Şipal, betimlemeyi sadece gösterme, sahneleme amacıyla değil, kimi zaman olayı, anlatılan şeyi derinleştirip yoğunlaştıran bir işlevle kullanır. Burada görünenler gerçekliğinden kopmuş, tümüyle anlatımın bir öğesi olmuş, yazarın niyetlerine hizmet etmektedir. Bu tarz kullanımda metne yansıyan mekân/manzara/çevre, doğada “olduğu” gibi gözüken hâli değil, yazarın/anlatıcının “gördüğü” hâlidir. Ölümü gökyüzünde yıldız olmak olarak algılayıp, küçüklüğünde annesiyle yıldız oyunu oynayan kahraman, yaşı epey ilerlemiş olarak annesinin mezarını ziyaret ettikten sonra, oraya yakın bir kahveye oturup, gömütlüğe bakarken ölümün kendisine de yaklaştığını romanın emsalsiz finalinde şöyle betimler: “Gömütlük, az önce koyu bir karanlığa gömülmüş dururken şimdi ışıl ışıldı. Oradan oraya devinen, bir aşağı inip bir yukarı çıkan, belli aralarla yanıp sönen, küçük küçük parlak ışıklarla donanmıştı. Sanki ne kadar yıldız varsa, gökten gömütlük üzerine inmiş, her gece yukarıda düzenledikleri şenliği bu kez gömütlükte kutlamaya karar vermişlerdi.

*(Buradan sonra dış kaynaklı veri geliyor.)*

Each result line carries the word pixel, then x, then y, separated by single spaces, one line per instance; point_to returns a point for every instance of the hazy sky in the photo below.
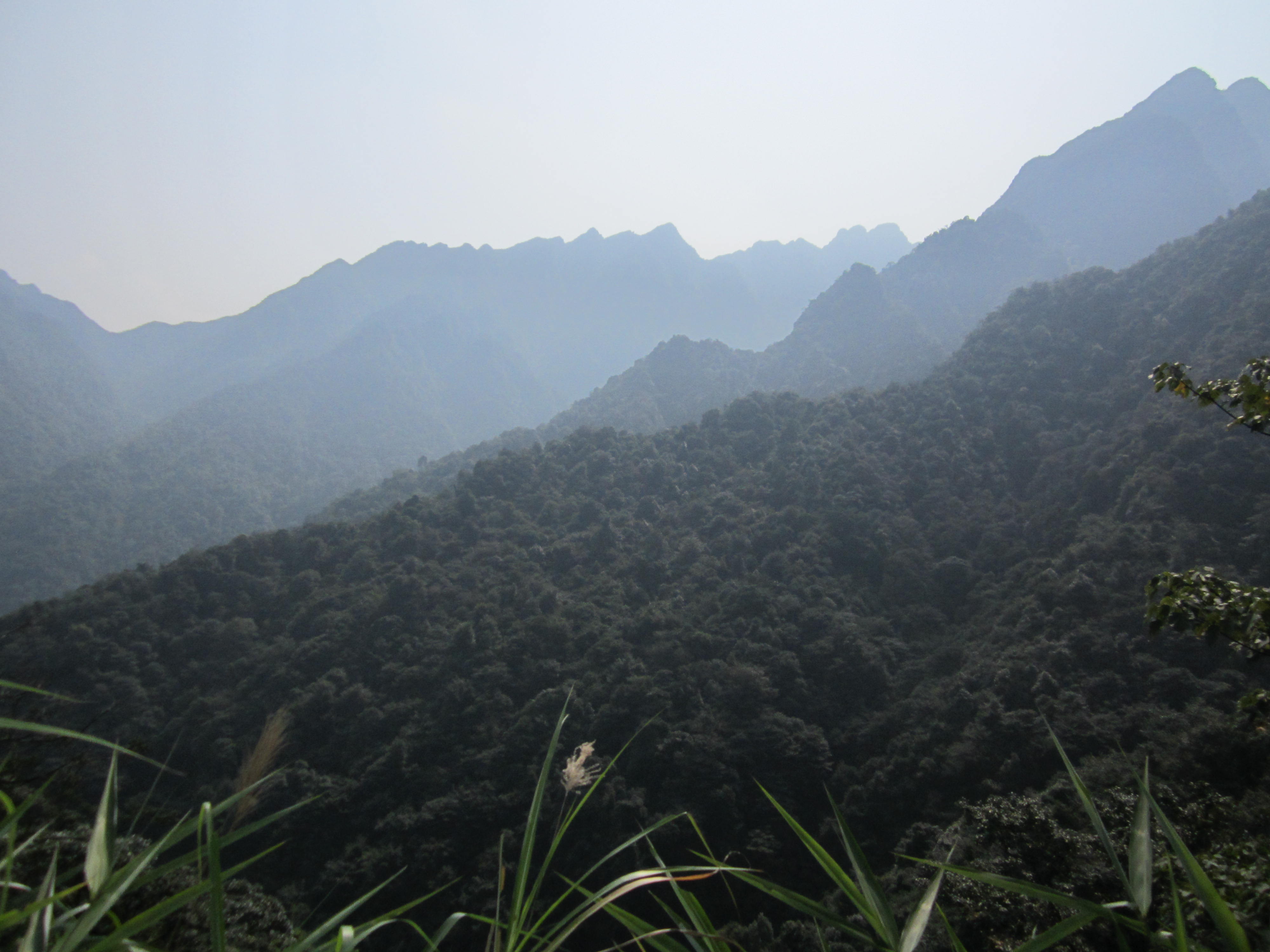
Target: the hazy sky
pixel 178 161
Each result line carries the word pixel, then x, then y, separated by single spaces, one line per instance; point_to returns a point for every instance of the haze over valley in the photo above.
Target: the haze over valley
pixel 869 520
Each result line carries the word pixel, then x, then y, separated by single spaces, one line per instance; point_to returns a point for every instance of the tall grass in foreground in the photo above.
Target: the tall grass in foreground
pixel 1132 917
pixel 77 906
pixel 526 920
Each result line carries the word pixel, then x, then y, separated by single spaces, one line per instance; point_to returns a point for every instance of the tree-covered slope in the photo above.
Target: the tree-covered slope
pixel 267 454
pixel 125 449
pixel 877 591
pixel 1108 197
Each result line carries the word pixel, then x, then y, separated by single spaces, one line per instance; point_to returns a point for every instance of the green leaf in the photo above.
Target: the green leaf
pixel 519 912
pixel 869 885
pixel 1057 934
pixel 808 907
pixel 1213 903
pixel 217 887
pixel 100 859
pixel 43 921
pixel 1093 813
pixel 30 690
pixel 1140 850
pixel 916 926
pixel 830 865
pixel 958 946
pixel 1180 944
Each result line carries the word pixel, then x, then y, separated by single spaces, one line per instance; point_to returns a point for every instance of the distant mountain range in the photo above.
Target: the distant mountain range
pixel 119 449
pixel 1172 164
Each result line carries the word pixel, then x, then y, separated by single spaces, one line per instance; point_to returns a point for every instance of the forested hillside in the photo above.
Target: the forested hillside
pixel 881 592
pixel 1175 162
pixel 125 449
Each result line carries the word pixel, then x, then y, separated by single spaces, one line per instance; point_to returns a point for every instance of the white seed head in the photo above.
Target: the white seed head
pixel 576 774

Derken ateşböceklerinden bir bölümü gömütlükten kalkıp kahveye geldi, sanki onu elinden tutup tıpkı küçüklüğündeki gibi şenliklerine katılmaya çağırıyor, yıldız yağmurunun çoktan yağdığını, annesi gibi gözlerini bir an önce kapayıp uyuma vaktinin çoktan geldiğini ona anımsatmak istiyorlardı.”

Sırrımsım Sırdaşımsın'da akıcı, şiirsel, hatasız bir dil kullanan Kâmuran Şipal sonuçta, derinlikli, yoğun, kendini soluk soluğa okutan bir roman çıkarır ortaya.